“我……”李牧艰难地说,“我配不上你,你是财团的千金小姐,而我只是个什么都没有的穷留学生,我没有办法给你好的生活,你跟着我,只会受苦。”
佐鹤静彻底愣住了,她从来都没有想过,他离开的原因竟然会是这样:“你疯了么,你就因为这么可笑的理由,就要离开我?”
可笑么?李牧觉得这个理由不但不可笑,而且还悲哀的让他想要大哭一场:“我给不了你有保障的生活。”
李牧深刻地记得,佐鹤诚找到自己的时候,曾经说的一段话:小静是温室里的花朵,是我放在掌心里宠爱的公主,她经不起风吹雨打,如果你非要和他在一起,只会让她迅速地枯萎,死亡。
然后,他看到了许多佐鹤静的生活照,以及视频,在那些照片和视频里,他深爱的女孩活得真的就像是童话里的公主,而他不是王子。
“有保障的生活?”佐鹤静不知道自己究竟是想笑,还是想哭,她唯一的感觉就只有深深的悲哀,“那你告诉我,什么是有保障的生活!”
“我……”李牧有些语塞,“我……我没钱……”
“哈哈,没钱,这就是你的理由!”佐鹤静松开了抓着他衣襟的手,往后退了几步,“李牧,你知道么?我真的好庆幸,庆幸你当年一声不响地离开了我。”
李牧皱了皱眉,充满浓重痛楚的黑眸浮现一丝不解。
一颗晶莹的泪水顺着眼角滑落,佐鹤静突然笑了起来:“像你这样没有担当,连贫穷都不敢面对的男人,我不嫁也罢。”
女人决绝的背影刺痛了男人的双眼,李牧很想追过去,可是双脚却像灌了铅似的,沉重的让他连一步都挪不开。
不行,自己的任务还没有完成。
在佐鹤静的身影快要消失的时候,李牧紧握双拳,大步追了上去。
目睹这一切的皇甫恒,唇角勾起一抹阴沉沉的笑意,呵呵……看来自己的弟弟要被戴绿帽子了。
只不过那个男人到底是谁?为什么自己就是想不起来在哪里见过?
“他是凌少爵的人。”玄隐突然开口。
“你说什么?”皇甫恒也不知道是对一向惜字如金的玄隐突然主动说话感到不可思议,还是因为那个让佐鹤静哭成泪人儿的男人竟然是凌少爵派来的而感到惊诧,深邃的眸子里写满了疑惑以及——冰冷。

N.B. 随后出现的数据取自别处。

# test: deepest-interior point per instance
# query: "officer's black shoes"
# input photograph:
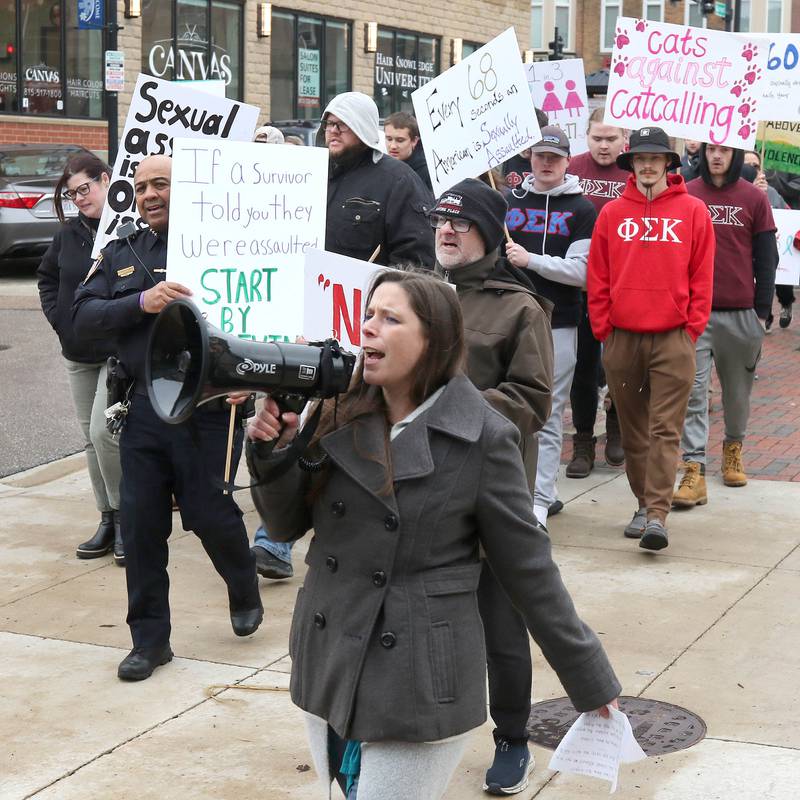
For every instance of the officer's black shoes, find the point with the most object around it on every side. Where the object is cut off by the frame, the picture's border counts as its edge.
(102, 541)
(270, 566)
(119, 550)
(141, 661)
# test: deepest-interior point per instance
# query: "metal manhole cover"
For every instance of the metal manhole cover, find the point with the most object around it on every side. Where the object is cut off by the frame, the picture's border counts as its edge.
(658, 727)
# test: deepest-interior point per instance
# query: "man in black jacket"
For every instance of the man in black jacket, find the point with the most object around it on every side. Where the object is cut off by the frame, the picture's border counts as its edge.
(403, 142)
(373, 200)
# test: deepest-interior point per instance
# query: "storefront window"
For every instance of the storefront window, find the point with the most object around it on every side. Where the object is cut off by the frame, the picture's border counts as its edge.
(194, 40)
(8, 55)
(310, 64)
(48, 65)
(84, 68)
(403, 63)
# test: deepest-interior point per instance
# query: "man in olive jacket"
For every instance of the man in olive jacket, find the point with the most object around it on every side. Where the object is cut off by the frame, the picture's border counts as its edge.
(510, 359)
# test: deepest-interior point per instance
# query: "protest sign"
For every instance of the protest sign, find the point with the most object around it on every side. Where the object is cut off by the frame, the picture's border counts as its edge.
(695, 83)
(781, 83)
(779, 142)
(335, 289)
(476, 115)
(242, 217)
(159, 111)
(788, 235)
(559, 89)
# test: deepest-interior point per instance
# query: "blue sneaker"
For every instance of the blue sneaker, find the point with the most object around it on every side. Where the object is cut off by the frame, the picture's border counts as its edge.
(512, 765)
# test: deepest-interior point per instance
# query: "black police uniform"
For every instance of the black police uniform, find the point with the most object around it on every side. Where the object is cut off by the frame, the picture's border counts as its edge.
(160, 459)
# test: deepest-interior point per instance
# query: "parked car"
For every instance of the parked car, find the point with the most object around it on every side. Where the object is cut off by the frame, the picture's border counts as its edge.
(28, 176)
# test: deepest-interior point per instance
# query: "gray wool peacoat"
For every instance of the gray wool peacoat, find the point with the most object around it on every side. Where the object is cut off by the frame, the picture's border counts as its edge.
(386, 641)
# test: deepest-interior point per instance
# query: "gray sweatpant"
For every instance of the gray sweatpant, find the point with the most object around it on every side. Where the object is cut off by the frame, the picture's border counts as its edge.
(87, 382)
(565, 348)
(733, 340)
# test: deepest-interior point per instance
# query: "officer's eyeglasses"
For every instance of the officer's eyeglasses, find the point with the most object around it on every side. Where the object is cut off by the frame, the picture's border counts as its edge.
(81, 190)
(458, 225)
(330, 125)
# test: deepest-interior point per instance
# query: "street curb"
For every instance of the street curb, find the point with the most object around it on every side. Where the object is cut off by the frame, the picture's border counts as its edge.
(45, 473)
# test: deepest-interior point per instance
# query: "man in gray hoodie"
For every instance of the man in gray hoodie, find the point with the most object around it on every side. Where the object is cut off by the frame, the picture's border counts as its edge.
(550, 222)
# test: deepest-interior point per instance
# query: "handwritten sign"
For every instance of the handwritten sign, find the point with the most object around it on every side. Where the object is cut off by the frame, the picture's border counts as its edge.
(242, 218)
(781, 82)
(780, 142)
(788, 224)
(476, 115)
(596, 746)
(335, 290)
(559, 89)
(159, 111)
(695, 83)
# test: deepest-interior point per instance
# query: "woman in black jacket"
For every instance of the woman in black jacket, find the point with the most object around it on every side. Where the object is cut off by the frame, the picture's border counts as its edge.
(65, 264)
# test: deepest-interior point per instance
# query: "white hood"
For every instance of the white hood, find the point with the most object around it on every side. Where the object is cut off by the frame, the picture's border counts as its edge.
(359, 112)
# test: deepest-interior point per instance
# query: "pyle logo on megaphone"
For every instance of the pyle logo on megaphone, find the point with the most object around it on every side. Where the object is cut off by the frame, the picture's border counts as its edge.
(243, 367)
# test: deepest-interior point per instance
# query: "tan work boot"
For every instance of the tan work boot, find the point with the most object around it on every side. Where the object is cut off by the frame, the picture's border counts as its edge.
(732, 467)
(692, 490)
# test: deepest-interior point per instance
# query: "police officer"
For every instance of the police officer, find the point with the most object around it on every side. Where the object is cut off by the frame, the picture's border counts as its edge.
(120, 297)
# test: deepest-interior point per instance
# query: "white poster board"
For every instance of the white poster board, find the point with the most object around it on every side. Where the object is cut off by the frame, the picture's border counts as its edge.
(335, 290)
(159, 111)
(476, 115)
(242, 218)
(695, 83)
(781, 84)
(788, 224)
(559, 89)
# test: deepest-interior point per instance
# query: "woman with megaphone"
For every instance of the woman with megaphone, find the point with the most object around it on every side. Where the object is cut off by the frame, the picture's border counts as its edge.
(409, 476)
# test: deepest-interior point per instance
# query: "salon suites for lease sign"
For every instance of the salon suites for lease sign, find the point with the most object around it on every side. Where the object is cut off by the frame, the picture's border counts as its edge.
(694, 83)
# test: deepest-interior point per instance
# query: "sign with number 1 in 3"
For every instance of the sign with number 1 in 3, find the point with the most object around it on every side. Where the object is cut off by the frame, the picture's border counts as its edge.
(476, 115)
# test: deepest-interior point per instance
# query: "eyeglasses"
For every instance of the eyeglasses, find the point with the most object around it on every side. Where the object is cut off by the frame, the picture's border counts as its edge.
(458, 225)
(81, 190)
(339, 127)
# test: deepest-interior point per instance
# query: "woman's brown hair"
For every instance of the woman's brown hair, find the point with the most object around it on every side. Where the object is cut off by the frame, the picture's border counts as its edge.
(89, 163)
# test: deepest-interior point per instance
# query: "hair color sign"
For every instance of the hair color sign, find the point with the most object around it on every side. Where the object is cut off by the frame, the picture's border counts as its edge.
(694, 83)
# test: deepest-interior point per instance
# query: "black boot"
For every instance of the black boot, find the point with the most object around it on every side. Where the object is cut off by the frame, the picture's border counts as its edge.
(119, 552)
(102, 540)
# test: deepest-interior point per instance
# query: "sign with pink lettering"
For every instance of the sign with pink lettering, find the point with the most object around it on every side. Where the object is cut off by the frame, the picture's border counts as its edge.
(695, 83)
(334, 294)
(559, 89)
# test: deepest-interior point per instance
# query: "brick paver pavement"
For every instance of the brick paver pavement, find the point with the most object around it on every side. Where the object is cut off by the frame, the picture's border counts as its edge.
(772, 447)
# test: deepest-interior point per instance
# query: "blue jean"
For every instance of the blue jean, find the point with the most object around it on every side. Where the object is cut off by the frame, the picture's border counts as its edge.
(281, 550)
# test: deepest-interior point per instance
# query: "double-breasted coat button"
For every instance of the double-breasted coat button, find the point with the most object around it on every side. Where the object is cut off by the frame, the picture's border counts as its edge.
(379, 578)
(337, 508)
(390, 522)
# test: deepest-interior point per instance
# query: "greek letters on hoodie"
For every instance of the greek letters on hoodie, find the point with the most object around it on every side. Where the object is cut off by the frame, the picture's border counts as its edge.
(555, 227)
(651, 263)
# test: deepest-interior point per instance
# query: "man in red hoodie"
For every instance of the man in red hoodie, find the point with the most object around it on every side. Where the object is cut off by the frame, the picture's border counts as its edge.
(649, 283)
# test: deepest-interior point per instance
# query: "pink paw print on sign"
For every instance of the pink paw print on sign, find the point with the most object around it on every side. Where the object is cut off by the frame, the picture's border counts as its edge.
(752, 75)
(749, 51)
(738, 88)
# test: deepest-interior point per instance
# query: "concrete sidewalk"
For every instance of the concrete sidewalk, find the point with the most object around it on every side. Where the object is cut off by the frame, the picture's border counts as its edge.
(710, 624)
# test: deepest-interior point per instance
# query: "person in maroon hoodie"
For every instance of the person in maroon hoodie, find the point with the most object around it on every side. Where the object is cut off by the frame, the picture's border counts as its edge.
(649, 283)
(602, 181)
(744, 281)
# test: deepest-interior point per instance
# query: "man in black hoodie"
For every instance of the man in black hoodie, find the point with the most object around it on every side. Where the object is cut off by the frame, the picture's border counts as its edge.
(510, 359)
(744, 280)
(551, 224)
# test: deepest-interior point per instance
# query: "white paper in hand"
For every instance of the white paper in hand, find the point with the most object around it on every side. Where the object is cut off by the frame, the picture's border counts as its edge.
(595, 746)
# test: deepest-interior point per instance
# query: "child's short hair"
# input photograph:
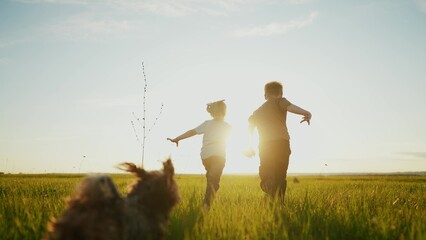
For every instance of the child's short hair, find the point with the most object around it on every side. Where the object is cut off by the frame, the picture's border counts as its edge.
(274, 88)
(217, 109)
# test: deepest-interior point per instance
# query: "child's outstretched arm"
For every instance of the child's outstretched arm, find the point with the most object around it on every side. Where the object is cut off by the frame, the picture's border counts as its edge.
(298, 110)
(187, 134)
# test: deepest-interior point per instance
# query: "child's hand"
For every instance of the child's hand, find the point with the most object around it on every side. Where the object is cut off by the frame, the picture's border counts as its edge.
(307, 118)
(174, 140)
(249, 153)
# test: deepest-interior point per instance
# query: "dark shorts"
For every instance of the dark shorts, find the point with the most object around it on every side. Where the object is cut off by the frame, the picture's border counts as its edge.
(214, 167)
(274, 158)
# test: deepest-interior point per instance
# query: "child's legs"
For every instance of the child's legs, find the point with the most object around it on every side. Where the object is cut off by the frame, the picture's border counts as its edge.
(214, 167)
(274, 159)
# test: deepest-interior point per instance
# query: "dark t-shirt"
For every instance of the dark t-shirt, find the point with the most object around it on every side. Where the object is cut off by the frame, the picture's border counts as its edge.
(270, 120)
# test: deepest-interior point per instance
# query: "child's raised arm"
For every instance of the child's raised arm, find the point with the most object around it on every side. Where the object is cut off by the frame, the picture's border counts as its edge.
(298, 110)
(187, 134)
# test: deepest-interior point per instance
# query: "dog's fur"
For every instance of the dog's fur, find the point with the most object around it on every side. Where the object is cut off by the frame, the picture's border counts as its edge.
(97, 211)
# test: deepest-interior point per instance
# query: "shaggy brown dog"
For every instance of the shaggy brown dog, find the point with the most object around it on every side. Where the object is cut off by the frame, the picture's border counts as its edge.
(97, 211)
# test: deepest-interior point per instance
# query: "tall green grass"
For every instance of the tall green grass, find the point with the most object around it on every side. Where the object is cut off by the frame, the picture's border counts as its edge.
(362, 207)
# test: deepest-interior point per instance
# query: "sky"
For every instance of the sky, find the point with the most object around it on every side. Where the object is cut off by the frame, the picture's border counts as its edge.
(72, 81)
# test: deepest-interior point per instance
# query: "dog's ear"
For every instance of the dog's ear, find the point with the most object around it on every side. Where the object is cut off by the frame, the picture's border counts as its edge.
(132, 168)
(168, 169)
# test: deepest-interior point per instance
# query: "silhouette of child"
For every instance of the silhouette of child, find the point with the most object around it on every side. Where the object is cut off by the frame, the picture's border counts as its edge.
(274, 140)
(213, 151)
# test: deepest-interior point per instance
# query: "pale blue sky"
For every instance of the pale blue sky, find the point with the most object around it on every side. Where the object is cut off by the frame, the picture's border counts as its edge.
(71, 76)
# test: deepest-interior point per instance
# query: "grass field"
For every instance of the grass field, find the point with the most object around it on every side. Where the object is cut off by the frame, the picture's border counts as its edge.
(357, 207)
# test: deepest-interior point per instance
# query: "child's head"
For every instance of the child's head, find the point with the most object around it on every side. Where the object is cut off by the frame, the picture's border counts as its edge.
(273, 89)
(217, 109)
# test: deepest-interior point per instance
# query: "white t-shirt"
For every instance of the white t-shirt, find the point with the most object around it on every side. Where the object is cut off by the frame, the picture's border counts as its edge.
(216, 132)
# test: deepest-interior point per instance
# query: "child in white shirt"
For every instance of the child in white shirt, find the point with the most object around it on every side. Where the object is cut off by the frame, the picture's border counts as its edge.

面对皇甫恒诡异的目光,玄隐的表情没有一丝波动,再次重复道:“他是凌少爵的人。”
皇甫恒微微眯了下眼眸:“你为什么会知道?”
玄隐抿了抿嘴唇:“我看过所有雇佣军的资料,所以知道。”看来皇甫恒是对起了疑心,不过那也没关系,反正订婚典礼结束后,他也不用继续待在H国,做皇甫恒的保镖了。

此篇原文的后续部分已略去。